Unlike the other essays in this volume, this one features very little discussion of Bach, which some readers might take issue with. Dunlop does state that, in addition to evaluating Muffat's life and work, her essay aims to ‘allow comparisons to be drawn with musicians working at the same time [as Muffat] outside Habsburg domains, including J. S. Bach’ (77). The fact that this is just an invitation to the reader for further inquiry is no deficiency, in my view; Dunlop's research more than stands on its own as a remarkable piece of scholarship. It serves as a fine example of the pioneering source-based research that should be welcomed by, and will doubtless inform the future work of, Bach specialists. It also reminds us once again how keenly Dunlop's absence will be felt in the world of eighteenth-century musicology.

Of all the essays in this volume, it was the last, by Michael Maul, that most caught my attention. Entitled ‘Bach versus Scheibe: Hitherto Unknown Battlegrounds in a Famous Conflict’, it is a reworked English-language version of the same author's article ‘Johann Adolph Scheibes Bach-Kritik: Hintergründe und Schauplätze einer musikalischen Kontroverse’, published in the Bach-Jahrbuch in 2010. Maul's article provides a fresh perspective on the well-known piece of criticism published by Johann Adolph Scheibe (1708–1776) in 1737, in which he ‘[describes] the experience of a fictional musician with twelve living composers’ (120). Amongst these twelve, of course, was J. S. Bach, but aside from two others – Hasse and Graun – the rest of the musicians discussed in Scheibe's Sendeschreiben (epistle) had hitherto remained unidentified. In 2010, however, a first edition of Scheibe's letter was discovered in the library of Jena University, with handwritten annotations that revealed the identities of these musicians, a discovery that, as Maul shows, ‘not only sheds welcome light on several of Bach's contemporaries, it also reveals previously unknown dimensions of the battle between Scheibe and Bach himself’ (121).

Maul examines afresh each section of Scheibe's document, interspersing generous quotations with new details and analysis. He reveals a wealth of new information about the musicians and composers with whom Bach would have been acquainted, and the political battles between them. Just one example concerns Leipzig's three primary organists at the time: Carl Gotthelf Gerlach, Johann Schneider and Johann Gottlieb Görner. We now know that there were tensions between Gerlach, described by Scheibe as an ‘ignorant, inept’ organist, and Schneider, his ‘perennial enemy’; it had previously been thought that the two had got on quite harmoniously.

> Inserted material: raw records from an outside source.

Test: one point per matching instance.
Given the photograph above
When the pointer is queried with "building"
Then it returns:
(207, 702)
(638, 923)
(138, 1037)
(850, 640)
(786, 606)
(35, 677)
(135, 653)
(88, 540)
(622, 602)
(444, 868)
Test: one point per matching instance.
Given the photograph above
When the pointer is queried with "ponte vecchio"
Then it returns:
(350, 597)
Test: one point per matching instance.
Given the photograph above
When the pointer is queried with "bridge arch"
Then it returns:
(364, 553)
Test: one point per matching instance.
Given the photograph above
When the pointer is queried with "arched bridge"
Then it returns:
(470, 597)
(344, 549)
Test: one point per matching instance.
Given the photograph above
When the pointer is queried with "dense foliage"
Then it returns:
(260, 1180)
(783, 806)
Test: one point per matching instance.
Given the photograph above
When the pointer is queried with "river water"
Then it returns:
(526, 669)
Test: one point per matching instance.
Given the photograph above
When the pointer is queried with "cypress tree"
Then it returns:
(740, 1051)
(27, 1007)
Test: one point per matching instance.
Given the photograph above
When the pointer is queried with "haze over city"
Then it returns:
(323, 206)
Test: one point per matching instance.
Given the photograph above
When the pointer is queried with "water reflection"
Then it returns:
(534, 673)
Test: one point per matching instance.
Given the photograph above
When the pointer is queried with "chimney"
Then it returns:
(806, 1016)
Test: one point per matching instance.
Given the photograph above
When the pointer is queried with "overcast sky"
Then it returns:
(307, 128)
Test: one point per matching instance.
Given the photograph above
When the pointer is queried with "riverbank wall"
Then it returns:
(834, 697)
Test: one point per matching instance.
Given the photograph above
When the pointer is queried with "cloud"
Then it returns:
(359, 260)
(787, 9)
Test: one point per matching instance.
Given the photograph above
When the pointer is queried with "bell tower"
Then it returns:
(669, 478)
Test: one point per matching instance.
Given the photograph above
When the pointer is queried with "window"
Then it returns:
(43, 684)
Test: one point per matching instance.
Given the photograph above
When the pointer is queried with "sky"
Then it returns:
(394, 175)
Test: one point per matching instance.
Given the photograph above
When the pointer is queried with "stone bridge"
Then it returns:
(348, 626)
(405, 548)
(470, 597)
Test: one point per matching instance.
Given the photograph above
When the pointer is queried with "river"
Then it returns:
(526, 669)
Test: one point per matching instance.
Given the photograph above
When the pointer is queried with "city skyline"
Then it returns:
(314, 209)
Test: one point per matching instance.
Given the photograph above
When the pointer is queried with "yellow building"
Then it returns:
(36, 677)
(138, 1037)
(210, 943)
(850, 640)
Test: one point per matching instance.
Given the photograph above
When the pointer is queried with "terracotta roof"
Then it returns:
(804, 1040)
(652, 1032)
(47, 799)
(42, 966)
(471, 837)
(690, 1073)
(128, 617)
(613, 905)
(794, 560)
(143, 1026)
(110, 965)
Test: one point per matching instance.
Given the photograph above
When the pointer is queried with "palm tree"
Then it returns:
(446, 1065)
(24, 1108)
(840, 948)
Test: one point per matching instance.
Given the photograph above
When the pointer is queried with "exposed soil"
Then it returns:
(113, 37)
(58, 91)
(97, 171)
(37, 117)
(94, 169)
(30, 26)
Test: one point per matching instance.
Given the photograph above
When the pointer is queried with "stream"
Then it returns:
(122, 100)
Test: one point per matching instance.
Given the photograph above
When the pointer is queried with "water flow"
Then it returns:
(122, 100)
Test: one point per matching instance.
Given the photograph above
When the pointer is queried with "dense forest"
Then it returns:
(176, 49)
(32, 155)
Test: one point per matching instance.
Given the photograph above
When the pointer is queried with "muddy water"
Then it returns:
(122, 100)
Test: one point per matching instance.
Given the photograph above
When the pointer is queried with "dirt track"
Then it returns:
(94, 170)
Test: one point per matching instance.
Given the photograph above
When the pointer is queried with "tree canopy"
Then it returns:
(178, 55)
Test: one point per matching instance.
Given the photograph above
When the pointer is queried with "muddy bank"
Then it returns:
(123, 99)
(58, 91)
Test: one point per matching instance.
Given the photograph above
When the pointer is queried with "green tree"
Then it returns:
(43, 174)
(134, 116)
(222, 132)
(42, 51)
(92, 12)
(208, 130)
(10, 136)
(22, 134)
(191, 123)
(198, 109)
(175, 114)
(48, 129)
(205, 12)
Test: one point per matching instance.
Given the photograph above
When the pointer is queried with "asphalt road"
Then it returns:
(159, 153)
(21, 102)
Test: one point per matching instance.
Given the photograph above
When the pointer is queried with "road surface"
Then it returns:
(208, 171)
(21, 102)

Furthermore, the identification of a ‘well-known church music director . . . [completely possessed by] arrogance and crudeness’ as Görner points to some personal vindictiveness on Scheibe's part; his application for organist at the Nikolaikirche was apparently sabotaged by Görner around 1729 (127). It is wonderful to have an English-language version of this paper at last, and it forms a fitting conclusion to the volume.

As with all publications in this series, the volume is handsomely produced, with clear and spacious typesetting; the musical examples and the three black-and-white images (in Zohn's paper) are given a generous amount of room. A comprehensive index rounds out the volume.

This book will be of great value to anyone working in late baroque scholarship, not just those specializing in Bach. Indeed, my only wish is that it were longer: there was much scope to move beyond Telemann and Graupner and incorporate a greater diversity of research of the kind Dunlop presents (a chapter on Zelenka, for example, would have been welcome). But perhaps its relatively slim size sets a challenge for future research: to ensure that Bach scholarship continues to embrace and interact with the wider world of eighteenth-century music, much as Johann Sebastian himself certainly did.